Vamos então concordar com os autores. Mas vamos nos permitir sugerir que o raciocínio maior ainda não foi disponibilizado em relação à pecuária, agricultura e floresta.
Cito o exemplo do estado do Tocantins. Existem 7,2 milhões de hectares de áreas e pastagens degradadas. Se por um passe de mágica ocorresse um aproveitamento - recuperação - dos 7,2 milhões de hectares, com o plantio de soja (Fixação Biológica de Nitrogênio) haveria uma produção média de 40 sacos/hectare x 7.2 milhões de has.=288.000.000 de sacas de soja ou 17.280.000 toneladas, sem a necessidade de desmatar um hectare sequer, além de implementar o plantio de florestas comerciais ou florestas recomposicionistas. Fala-se muito a respeito disto ou daquilo, mas não se fala da falta de crédito para recomposição de rebanhos, de melhoria genética, de investimentos para construções rurais destinadas à engorda de terminação de bovinos para o abate. Não se fala da profissionalização dos pecuaristas em patamares distintos especializados na produção de matrizes, de terneiros desmamados, de novilhos pré-confinamento ou engorda a campo, não se fala em consórcios para terminação e engorda; não se fala na associação de criadores distintos em alugar horas/frigorífico/abate, para abater e comercializarem suas produções; não se fala em associações em arrendarem frigoríficos com SIF para abaterem e processarem devidamente as carcaças, com os cortes nobres.
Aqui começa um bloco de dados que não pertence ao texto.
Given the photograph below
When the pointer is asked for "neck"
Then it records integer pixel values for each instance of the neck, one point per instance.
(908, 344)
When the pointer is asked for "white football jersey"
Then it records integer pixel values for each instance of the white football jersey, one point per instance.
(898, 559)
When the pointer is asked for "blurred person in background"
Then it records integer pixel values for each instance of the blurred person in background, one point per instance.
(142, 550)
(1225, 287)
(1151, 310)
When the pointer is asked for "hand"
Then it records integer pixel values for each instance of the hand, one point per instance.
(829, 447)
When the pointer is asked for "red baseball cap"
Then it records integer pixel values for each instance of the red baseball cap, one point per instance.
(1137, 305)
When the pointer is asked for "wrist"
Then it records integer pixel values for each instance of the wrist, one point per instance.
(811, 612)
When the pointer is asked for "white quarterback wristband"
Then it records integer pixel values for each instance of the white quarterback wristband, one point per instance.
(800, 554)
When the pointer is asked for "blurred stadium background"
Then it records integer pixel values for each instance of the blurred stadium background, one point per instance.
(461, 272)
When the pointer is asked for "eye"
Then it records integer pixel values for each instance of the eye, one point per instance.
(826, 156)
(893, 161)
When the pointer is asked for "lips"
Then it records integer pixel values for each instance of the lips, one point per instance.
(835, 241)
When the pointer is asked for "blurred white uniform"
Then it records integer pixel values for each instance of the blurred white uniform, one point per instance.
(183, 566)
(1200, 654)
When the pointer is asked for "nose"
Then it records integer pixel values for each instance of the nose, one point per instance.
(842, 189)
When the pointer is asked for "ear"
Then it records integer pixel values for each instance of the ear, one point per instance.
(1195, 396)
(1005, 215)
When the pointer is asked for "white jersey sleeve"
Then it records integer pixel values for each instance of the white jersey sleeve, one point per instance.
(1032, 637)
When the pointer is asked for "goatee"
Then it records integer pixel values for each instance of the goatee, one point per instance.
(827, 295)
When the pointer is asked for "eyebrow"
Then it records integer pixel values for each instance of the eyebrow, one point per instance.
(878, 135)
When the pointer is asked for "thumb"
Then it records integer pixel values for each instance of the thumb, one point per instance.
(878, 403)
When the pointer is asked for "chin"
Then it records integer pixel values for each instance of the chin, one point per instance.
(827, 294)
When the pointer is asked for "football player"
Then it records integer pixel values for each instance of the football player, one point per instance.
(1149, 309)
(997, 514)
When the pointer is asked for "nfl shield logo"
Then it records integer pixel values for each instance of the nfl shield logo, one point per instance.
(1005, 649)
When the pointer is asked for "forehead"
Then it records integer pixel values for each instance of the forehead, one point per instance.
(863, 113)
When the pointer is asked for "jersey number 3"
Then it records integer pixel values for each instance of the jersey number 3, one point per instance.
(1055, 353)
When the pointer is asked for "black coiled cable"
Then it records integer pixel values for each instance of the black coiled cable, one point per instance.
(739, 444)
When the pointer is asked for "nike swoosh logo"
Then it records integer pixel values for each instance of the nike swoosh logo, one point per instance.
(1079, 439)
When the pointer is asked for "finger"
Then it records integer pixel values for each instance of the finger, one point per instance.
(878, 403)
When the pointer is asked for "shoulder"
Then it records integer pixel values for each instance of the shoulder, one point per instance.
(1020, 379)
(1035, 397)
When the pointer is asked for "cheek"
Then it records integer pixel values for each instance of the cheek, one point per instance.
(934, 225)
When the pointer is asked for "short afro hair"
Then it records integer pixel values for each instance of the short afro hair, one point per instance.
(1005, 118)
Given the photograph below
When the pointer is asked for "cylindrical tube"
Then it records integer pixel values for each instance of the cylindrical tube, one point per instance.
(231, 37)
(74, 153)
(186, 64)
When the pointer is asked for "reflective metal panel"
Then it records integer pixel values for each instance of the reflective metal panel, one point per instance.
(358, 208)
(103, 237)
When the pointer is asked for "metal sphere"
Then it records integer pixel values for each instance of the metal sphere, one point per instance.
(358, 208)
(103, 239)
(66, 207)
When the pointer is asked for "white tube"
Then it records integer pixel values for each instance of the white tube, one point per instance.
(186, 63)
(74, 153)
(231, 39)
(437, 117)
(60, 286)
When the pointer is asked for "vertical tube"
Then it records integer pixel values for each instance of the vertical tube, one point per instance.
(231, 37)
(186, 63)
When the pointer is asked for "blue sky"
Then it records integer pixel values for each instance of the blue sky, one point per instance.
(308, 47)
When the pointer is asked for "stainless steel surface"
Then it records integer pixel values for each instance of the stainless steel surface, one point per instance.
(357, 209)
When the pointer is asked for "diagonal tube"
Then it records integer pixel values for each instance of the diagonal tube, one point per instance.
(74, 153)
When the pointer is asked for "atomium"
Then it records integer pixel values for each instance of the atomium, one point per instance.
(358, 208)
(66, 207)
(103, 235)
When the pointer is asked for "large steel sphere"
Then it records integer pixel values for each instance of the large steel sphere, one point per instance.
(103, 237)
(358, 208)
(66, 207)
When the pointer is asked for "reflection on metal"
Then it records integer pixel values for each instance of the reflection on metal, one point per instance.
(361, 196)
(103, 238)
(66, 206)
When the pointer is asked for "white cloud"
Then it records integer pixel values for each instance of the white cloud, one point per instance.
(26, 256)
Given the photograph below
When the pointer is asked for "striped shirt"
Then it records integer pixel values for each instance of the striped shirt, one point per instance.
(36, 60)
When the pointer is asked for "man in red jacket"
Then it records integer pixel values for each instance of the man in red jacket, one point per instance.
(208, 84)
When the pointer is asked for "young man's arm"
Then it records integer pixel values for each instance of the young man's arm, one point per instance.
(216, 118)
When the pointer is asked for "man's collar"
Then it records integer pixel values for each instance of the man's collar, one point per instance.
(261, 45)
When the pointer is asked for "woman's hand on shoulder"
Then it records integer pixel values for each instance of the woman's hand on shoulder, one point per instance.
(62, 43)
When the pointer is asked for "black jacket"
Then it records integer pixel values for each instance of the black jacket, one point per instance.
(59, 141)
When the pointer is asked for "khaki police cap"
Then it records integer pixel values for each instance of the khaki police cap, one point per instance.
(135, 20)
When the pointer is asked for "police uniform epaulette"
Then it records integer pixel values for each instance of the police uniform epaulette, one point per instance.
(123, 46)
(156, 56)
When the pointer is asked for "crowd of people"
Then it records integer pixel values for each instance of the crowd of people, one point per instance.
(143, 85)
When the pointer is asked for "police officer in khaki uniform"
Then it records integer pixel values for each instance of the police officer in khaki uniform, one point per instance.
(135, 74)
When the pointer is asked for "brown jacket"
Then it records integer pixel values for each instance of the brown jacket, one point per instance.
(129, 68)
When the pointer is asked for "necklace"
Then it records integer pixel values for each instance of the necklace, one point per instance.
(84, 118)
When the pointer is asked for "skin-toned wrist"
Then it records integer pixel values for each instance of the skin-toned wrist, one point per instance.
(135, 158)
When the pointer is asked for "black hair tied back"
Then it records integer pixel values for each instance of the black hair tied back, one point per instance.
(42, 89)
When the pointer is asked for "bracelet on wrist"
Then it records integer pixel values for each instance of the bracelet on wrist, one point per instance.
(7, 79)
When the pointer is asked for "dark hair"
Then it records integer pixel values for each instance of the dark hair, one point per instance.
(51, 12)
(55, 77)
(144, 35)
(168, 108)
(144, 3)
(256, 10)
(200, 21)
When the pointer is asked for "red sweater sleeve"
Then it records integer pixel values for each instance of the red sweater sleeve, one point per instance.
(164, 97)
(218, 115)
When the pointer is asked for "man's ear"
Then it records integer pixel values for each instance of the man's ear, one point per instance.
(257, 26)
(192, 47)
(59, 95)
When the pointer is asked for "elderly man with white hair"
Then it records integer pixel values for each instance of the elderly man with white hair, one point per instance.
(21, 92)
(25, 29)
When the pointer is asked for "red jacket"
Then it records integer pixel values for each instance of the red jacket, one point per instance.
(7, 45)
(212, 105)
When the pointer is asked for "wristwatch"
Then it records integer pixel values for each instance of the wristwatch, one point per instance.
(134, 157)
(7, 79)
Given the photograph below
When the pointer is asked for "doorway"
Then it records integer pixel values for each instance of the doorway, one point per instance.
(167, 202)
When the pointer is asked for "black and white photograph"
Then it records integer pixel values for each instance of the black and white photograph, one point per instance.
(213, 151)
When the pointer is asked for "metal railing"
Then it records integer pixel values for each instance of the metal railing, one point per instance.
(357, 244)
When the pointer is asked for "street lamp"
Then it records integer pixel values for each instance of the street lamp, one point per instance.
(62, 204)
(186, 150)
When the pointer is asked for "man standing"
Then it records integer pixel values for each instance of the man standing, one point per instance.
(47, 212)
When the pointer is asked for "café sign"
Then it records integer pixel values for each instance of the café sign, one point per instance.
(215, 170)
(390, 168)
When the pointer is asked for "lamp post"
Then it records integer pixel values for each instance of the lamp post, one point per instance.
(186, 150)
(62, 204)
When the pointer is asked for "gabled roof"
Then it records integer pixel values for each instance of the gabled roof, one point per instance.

Na realidade o estado brasileiro não está apto a estruturar um cluster pecuário bovino de corte. Hoje se formos comparar tecnologias, a presença da Medicina Veterinária, a sanidade, a genética, a nutrição embarcada na avicultura de corte e o seu rendimento espaço temporal x hectare de proteína nobre produzida, acredito que a pecuária bovina não está tão distante assim. Falta tão somente ajustar os rumos e as políticas produtivas que o resto se arruma por si só. O mercado da pecuária bovina de corte, independente de vontade política dos representantes nos Legislativos, mesmo porque eles são nossos funcionários, pois somos nós quem pagamos seus altíssimos salários. Médico Veterinário Romão Miranda Vidal.

Reginaldo Leandro
5 de diciembre de 2013
O Brasil sem dúvida é um dos países com maior potencial de produção de biomassa do mundo. Com medidas simples como: prevenção contra a erosão, manejo integrado de pragas, balanceamento nutricional adequado do solo e culturas, o Brasil logo se tornará a pilastra da agricultura mundial sem ter que apelar para um desmatamento desnecessário. Vale salientar que a maior riqueza de um país é seus recursos naturais, portanto é necessário fazer uso sim de tecnologias mas com sustentabilidade sempre.